Au Chili, le pouvoir cherche une porte de sortie à la crise sociale. Après plus d'une semaine de protestations, parfois violentes, et une manifestation monstre dans les rues de Santiago vendredi, la contestation a gagné un premier combat. Sous la pression populaire, le président chilien Sebastian Pinera a annoncé ce samedi 26 octobre un vaste remaniement de son gouvernement, au lendemain d'une manifestation historique dans le pays contre les inégalités sociales. "J'ai demandé à tous les ministres de remettre leur démission pour pouvoir former un nouveau gouvernement et pouvoir répondre à ces nouvelles demandes", a déclaré le chef de l'État dans un message à la nation. 
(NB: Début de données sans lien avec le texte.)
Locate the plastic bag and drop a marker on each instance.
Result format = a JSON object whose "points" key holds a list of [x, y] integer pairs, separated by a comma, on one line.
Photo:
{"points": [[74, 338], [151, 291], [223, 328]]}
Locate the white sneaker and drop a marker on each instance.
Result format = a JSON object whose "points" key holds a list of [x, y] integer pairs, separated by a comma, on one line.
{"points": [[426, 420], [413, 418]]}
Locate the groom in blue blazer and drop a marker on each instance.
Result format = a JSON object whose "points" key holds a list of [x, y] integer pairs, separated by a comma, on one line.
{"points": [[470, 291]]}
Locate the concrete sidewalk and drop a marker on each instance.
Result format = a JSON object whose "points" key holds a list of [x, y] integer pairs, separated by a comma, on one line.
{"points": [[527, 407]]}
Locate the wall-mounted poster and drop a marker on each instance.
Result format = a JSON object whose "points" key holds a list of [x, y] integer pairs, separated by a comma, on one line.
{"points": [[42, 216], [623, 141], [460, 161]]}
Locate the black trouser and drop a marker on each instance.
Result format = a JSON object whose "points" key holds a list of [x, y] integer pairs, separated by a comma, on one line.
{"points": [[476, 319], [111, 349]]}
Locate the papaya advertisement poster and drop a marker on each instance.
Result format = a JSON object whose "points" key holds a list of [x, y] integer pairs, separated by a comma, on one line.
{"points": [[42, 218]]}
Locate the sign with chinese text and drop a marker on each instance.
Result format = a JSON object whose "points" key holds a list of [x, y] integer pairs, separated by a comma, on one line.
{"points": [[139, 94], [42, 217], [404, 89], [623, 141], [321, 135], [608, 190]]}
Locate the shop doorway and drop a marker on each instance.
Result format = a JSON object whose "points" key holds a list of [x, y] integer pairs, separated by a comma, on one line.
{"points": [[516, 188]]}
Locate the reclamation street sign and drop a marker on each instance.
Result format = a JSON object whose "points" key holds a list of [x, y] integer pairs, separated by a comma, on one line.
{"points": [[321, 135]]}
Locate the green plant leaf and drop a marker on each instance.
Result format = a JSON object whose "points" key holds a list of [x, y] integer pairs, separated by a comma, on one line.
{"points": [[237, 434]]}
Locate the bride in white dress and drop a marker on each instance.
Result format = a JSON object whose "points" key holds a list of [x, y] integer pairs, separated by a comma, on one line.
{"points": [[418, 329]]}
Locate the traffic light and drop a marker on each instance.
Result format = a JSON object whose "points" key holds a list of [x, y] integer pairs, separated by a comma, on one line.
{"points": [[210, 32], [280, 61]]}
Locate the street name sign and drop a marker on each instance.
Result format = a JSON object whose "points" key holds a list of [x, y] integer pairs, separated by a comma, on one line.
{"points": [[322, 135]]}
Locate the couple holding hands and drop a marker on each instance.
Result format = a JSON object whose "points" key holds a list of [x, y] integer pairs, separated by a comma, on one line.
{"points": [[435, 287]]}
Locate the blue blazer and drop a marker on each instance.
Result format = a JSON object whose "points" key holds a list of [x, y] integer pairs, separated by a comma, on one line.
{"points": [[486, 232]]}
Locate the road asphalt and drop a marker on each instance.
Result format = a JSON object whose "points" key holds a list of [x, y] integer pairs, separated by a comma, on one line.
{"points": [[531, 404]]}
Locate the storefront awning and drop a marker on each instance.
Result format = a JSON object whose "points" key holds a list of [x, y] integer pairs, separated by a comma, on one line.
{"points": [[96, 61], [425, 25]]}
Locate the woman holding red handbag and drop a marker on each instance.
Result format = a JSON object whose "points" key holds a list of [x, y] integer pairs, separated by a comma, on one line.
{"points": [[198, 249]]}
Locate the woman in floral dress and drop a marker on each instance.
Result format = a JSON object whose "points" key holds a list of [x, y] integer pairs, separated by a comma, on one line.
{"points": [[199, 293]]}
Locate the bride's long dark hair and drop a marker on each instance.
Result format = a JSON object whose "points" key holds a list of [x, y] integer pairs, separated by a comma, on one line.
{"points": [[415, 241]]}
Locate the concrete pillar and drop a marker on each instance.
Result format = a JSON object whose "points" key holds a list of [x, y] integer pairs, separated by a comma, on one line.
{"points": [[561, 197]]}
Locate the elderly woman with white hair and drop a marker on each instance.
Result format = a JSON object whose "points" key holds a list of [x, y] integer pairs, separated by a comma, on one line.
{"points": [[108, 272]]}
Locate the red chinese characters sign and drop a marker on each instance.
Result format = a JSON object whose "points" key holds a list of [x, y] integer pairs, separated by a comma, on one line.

Lors de cette allocution télévisée, Sebastian Pinera a également évoque une levée de l'état d'urgence dimanche 27 octobre si "les circonstances le permettent" afin de "contribuer à cette normalisation que tant de Chiliens désirent et méritent". Plus tôt ce samedi, l'armée avait confirmé la suspension du couvre-feu à Santiago en vigueur depuis le 19 octobre à la suite de violentes émeutes dans la capitale. "Il a été évalué que les conditions actuelles nous permettent de décider qu'il n'y aura plus de couvre-feu dans la RM (région métropolitaine) à partir de maintenant", a déclaré l'armée dans un communiqué.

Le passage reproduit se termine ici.